Yazı üçüncü paragraftan itibaren Red Sparrow’la ilgili spoiler içerir.
Daha önce Hunger Games filmlerinde çalışan Francis-Jennifer Lawrence ikilisini bir kez daha buluşturan Red Sparrow yıllarca CIA’da görev aldıktan sonra emekliye ayrılınca deneyimlerini romanlaştıran Jason Matthews’un aynı adlı kitabından uyarlandı. Aslında Fox filmi yıllardır perdeye aktarmaya çalışıyordu. Yönetmenliği önce Darren Aronofsky’e, daha sonraysa David Fincher’a teslim etmişti -Fincher da başrolü Rooney Mara’ya paslamıştı-. Fakat Fincher da filmi çekmekten vazgeçince proje, Lawrence’ların olmuştu. Hunger Games‘de gençlere dönük bir öykü anlatan Francis Lawrence bu kez pek çok şiddet sahnesi, çıplaklık ve cinsellik içeren, yetişkinlere dönük bir öykü anlatıyor. Daha doğrusu anlatmaya çalışıyor. İki saat yirmi dakika süren film balerinken ayağı kırılınca amcası Vanya’nın (Matthias Schoenaerts) zorlamasıyla ajan olan Dominika’ya (Lawrence) odaklanıyor.
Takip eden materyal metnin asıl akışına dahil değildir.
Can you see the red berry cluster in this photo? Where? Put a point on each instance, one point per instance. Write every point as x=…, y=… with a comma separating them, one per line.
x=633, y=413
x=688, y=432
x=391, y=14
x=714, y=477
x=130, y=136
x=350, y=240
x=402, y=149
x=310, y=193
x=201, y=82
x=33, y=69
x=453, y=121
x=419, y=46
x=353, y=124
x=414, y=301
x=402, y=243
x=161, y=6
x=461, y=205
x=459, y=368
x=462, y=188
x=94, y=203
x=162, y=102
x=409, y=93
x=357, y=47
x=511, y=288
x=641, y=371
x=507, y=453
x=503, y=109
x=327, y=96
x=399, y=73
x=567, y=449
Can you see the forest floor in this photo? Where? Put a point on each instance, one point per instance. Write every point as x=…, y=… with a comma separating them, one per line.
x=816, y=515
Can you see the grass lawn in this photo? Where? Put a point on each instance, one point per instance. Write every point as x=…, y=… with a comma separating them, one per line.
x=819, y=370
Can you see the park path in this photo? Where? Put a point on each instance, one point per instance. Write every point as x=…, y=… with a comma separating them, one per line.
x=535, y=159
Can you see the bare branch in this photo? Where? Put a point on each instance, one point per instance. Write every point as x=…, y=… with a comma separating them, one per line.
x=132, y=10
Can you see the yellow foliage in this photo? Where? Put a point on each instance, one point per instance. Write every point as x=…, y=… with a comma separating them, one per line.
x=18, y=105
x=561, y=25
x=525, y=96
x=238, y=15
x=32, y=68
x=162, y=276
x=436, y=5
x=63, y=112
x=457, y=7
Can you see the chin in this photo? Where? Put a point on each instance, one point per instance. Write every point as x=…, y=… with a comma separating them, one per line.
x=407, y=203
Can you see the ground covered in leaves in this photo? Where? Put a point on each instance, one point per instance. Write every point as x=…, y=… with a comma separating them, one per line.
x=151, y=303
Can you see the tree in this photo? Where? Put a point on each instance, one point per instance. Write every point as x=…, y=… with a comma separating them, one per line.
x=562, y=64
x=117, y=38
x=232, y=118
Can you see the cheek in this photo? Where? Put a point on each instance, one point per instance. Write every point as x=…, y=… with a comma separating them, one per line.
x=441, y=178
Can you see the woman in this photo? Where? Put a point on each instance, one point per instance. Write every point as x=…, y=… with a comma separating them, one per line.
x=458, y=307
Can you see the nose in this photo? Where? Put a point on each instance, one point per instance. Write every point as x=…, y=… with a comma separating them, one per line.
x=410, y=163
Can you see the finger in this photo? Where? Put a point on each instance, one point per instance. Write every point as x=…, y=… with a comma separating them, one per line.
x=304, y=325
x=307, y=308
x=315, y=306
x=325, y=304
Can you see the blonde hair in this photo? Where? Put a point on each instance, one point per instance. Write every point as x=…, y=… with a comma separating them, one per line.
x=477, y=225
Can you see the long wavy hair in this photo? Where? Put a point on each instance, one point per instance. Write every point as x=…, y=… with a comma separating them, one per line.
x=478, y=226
Soğuk Savaş dönemini fon alan diğer Hollywood filmlerinin aksine odakta Amerikalılar ve CIA değil, Sovyet Rusya, KGB’nin o dönemdeki hali olan SVR ve Rus ajanları yer alıyorlar. Her ne kadar Amerikalı ajan Nate’le (Joel Edgerton) Dominika’nın hayatları kesişene dek paralel kurguyla aktarılıyor olsa da Nate yardımcı karakter, Dominika kadar görünmüyor, olayları Dominika kadar etkilemiyor. Red Sparrow bir Hollywood ürünü olduğu için casus filmlerinin tüm klişelerini teker teker önümüze koyuyor. Dünyada Rus oyuncu kalmamış gibi karakterleri Amerikalılara, İngilizlere ve Belçikalıya oynatıyorlar. Öykü Sovyet Rusya’da ve civarında geçiyor olmasına rağmen kimse Rusça konuşmuyor, herkes bozuk bir İngilizceyle konuşuyor. Hatta işin komik tarafı usta aktör Jeremy Irons Rus aksan için uğraşmayıp İngiliz İngilizcesinden taviz vermiyor -gerçek bir İngiliz-. Hollywood’un diğer klişesi olan Amerikalı ajanların yüzde yüz iyi ve vicdanlı olurlarken düşman tarafın (yeri gelince Çin, yeri gelince Japon, yeri gelince Ortadoğulu, çoğunlukla Rus) şeytani oluşları tabii ki burada da yer alıyor.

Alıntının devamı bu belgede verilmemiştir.